I found a sequence of interest in OEIS and I want to generate the same sequence in C++ for a programming competition solution I am working on.
However I hit a roadblock understanding how the program given in the sequence page works.
Here is the program given in the page -
(PARI) test(n)= {m=n; forprime(p=2, 5, while(m%p==0, m=m/p));
return(m==1)} for(n=1, 500, if(test(n), print1(n", ")))
(PARI) a(n)=local(m); if(n<1, 0, n=a(n-1);
until(if(m=n, forprime(p=2, 5, while(m%p==0, m/=p)); m==1), n++); n)
(PARI) list(lim)={
lim\=1;
my(v=List(), s, t);
for(i=0, log(lim+.5)\log(5),
t=5^i;
for(j=0, log(lim\t+.5)\log(3),
s=t*3^j;
while(s <= lim,
listput(v, s);
s <<= 1;
)
)
);
vecsort(Vec(v))
};
I found out what PARI is, but I am unable to convert this program to C++. Any suggestions to help me generate the same sequence in C++ would be much appreciated.
I tried to generate the sequence in C++ with the following code snippet. But I think I am missing certain numbers in between as I fail a few tests in the online IDE.
for(int i = 0; i < 16; i++)
{
for(int j = 0; j < 15; j++)
{
for(int k = 0; k < 12; k++)
{
std::cout<<pow(2,i)*pow(3,j)*pow(5,k)<<std::endl;
}
}
}
I chose 16, 15 and 12 as the limits because otherwise the result value overflows long variable type.
You have three programs here, each of which serve different purposes.
The first checks if a number is 5-smooth. It simply divides by 2, 3, and 5 until it can't do so any more, and then tests if what's left is 1.
The second generates the ''n''th 5-smooth number. It uses the same idea as the first, testing each number in the range. This is very inefficient!
The third generates all 5-smooth numbers up to a given bound.
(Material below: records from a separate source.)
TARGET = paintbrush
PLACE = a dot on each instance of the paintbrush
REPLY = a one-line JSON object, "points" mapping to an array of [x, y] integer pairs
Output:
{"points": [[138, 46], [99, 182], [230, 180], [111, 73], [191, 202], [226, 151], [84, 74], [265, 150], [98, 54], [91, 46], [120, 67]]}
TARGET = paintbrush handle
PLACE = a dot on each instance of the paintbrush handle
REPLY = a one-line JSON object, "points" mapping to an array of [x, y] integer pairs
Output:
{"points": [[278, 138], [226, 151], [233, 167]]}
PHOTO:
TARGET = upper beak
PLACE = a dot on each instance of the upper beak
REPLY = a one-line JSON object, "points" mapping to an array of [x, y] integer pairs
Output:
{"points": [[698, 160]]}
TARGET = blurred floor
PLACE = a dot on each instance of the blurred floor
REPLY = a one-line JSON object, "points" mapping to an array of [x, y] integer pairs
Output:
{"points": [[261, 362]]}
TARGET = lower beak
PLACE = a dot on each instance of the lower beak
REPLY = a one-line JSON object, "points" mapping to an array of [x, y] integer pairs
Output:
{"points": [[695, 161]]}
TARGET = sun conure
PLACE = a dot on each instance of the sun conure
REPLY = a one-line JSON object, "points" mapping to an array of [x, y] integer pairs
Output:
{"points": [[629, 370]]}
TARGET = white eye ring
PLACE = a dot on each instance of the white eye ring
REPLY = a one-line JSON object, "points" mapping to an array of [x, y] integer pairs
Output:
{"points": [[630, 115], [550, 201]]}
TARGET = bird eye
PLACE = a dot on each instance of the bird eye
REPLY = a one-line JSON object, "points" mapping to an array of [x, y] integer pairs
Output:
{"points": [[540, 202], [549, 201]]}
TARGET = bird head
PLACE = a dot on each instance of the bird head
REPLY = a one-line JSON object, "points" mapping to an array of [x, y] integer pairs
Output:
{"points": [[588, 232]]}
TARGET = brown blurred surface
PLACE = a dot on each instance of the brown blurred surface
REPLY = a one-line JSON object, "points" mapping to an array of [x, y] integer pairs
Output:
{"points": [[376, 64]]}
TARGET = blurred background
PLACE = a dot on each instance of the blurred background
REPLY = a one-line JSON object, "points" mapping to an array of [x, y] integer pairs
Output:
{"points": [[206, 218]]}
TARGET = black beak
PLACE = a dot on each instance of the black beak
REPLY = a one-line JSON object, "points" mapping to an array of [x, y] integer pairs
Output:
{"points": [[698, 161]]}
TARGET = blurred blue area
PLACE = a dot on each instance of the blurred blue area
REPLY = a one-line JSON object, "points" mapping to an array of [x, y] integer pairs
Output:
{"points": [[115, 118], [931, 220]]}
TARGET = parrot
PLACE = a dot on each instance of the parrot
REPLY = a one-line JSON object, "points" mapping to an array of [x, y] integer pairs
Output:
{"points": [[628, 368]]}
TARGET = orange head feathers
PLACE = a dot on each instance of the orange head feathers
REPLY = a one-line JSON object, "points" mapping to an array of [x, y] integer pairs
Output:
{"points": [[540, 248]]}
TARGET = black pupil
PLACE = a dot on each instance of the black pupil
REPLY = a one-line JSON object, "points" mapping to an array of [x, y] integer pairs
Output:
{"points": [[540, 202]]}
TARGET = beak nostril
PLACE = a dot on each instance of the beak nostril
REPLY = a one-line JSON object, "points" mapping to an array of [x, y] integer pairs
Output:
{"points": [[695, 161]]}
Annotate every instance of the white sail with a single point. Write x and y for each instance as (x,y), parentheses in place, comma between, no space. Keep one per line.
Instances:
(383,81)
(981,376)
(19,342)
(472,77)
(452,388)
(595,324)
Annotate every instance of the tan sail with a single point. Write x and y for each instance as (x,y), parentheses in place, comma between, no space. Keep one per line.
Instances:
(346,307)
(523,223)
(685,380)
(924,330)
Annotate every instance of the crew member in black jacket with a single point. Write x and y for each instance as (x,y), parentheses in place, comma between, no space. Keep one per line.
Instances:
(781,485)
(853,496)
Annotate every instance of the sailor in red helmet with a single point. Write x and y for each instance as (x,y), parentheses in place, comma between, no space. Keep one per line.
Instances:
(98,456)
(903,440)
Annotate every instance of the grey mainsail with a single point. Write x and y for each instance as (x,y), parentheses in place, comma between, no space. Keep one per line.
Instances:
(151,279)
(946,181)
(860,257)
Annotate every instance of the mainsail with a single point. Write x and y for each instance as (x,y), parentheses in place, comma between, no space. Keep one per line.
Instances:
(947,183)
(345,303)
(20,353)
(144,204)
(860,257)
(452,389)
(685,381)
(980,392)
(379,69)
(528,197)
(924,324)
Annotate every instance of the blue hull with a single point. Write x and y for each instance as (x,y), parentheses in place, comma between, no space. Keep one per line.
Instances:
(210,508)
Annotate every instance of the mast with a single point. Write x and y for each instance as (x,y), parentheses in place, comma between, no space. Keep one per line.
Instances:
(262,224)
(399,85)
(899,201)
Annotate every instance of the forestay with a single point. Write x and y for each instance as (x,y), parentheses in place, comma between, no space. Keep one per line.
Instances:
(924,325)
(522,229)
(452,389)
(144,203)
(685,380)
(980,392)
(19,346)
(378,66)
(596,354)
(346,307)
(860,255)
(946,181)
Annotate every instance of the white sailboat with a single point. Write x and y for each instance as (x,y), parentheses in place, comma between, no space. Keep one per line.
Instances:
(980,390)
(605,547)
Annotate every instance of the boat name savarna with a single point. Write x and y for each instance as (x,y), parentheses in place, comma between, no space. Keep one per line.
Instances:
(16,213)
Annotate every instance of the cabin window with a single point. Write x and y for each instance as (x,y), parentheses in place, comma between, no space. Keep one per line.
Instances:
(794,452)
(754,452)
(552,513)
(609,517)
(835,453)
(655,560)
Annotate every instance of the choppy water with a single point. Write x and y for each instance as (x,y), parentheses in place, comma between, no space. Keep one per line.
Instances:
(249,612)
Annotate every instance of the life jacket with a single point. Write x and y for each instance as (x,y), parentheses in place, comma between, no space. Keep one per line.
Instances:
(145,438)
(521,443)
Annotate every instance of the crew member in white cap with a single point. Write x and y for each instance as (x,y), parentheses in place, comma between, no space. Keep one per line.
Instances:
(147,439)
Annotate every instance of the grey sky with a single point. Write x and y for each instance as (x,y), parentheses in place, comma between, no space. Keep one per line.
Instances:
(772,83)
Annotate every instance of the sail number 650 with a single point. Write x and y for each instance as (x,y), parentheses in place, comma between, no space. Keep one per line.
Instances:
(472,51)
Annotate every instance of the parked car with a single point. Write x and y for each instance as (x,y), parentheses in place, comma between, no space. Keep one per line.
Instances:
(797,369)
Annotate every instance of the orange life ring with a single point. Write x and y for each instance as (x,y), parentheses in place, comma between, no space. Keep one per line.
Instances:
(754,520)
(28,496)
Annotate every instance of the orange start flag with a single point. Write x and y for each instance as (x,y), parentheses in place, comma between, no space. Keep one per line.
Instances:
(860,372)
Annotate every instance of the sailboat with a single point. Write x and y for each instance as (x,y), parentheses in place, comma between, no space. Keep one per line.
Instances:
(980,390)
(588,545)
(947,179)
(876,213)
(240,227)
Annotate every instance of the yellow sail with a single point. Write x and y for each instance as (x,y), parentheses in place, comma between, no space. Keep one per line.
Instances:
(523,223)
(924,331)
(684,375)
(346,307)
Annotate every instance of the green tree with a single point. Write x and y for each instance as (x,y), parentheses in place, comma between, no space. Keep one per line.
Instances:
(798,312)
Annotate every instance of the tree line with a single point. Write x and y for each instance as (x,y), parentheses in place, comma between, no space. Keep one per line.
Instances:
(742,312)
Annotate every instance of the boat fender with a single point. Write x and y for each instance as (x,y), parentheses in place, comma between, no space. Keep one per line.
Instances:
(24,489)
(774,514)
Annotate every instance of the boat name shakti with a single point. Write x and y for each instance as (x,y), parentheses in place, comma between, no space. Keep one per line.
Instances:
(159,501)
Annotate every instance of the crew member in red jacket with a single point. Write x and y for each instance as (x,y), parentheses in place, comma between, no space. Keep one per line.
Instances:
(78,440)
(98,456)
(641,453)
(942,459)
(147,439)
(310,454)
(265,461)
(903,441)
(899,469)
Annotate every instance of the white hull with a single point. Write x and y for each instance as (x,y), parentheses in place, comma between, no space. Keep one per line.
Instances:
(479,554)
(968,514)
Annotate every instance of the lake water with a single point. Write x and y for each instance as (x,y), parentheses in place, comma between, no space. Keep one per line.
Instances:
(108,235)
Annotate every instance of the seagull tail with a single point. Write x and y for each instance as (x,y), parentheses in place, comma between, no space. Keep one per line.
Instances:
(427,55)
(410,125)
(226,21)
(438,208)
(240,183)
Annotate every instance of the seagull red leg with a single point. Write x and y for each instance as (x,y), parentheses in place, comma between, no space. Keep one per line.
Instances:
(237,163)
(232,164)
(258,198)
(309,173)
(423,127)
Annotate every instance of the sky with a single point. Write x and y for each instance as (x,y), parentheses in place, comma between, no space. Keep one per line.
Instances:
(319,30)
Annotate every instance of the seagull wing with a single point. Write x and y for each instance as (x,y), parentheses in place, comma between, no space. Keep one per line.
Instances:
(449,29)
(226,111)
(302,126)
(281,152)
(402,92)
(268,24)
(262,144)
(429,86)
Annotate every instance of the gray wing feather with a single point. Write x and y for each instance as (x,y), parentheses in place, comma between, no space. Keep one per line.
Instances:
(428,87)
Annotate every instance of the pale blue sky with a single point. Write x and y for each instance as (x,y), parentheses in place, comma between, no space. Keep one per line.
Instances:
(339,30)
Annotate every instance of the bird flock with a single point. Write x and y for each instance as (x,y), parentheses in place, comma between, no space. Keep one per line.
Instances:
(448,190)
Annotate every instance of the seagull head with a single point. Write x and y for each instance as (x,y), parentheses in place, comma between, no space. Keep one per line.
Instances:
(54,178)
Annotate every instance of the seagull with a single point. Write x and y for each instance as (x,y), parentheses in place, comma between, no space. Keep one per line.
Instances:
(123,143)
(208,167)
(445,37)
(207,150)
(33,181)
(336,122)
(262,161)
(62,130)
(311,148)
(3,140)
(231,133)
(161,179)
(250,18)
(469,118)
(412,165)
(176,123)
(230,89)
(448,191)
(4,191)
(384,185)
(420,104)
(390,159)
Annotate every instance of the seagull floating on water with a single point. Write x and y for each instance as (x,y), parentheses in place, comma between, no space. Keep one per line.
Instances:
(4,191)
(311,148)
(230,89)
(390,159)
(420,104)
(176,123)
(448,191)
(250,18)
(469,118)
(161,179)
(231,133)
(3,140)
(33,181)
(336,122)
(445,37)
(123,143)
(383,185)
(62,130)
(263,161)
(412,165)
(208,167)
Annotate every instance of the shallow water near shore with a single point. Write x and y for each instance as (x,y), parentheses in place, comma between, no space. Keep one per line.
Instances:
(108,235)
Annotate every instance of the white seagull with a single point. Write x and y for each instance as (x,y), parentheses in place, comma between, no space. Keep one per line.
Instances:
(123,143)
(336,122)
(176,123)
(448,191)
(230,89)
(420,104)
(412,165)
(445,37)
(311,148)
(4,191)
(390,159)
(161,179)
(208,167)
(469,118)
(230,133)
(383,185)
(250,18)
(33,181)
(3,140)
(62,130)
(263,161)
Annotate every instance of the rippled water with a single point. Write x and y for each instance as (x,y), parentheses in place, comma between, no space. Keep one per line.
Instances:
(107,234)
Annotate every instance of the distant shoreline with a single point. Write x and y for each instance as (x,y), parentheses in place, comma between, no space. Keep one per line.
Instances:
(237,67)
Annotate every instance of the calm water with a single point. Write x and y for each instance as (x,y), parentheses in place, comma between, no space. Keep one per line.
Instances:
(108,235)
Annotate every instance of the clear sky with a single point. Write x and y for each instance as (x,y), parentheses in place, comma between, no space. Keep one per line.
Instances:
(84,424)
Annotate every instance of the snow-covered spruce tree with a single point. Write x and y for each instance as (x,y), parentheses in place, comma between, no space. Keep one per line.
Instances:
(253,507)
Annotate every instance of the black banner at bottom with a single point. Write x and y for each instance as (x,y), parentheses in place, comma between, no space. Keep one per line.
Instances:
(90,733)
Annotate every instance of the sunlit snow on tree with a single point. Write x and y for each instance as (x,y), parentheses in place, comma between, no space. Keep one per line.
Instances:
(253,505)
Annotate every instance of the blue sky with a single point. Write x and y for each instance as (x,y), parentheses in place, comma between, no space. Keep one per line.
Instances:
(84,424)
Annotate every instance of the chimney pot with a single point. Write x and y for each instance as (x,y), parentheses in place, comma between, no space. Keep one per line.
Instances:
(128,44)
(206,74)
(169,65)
I'm going to assume that the third is what you want, because it seems most likely to be applicable to your situation. (It also helps that I am the author of that program.)
#include <iostream>
#include <vector>
#include <algorithm>
int main(void);
std::vector<long> smooth(long lim);
int main(void) {
long lim = 1000;
std::vector<long> v = smooth(lim);
std::cout << "5-smooth numbers up to " << lim << ": ";
for (std::vector<long>::iterator it = v.begin(); it != v.end(); it++) {
std::cout << *it << ", ";
}
std::cout << "\n";
return 0;
}
std::vector<long> smooth(long lim) {
std::vector<long> v = {};
for (long t = 1; t <= lim; t*=5) {
for (long s = t; s <= lim; s*=3) {
for (long n = s; n <= lim; n*=2) {
v.push_back(n);
}
}
}
std::sort(v.begin(), v.end());
return v;
}
This isn't a line-by-line conversion, of course; for example, I didn't use logarithms since exact logarithms aren't built-in to C++ like PARI. It's pretty fast, it finds all the 5-smooth numbers up to 1,844,674,407,370,955,161 (the highest it can do on a 64-bit machine) in a fraction of a second.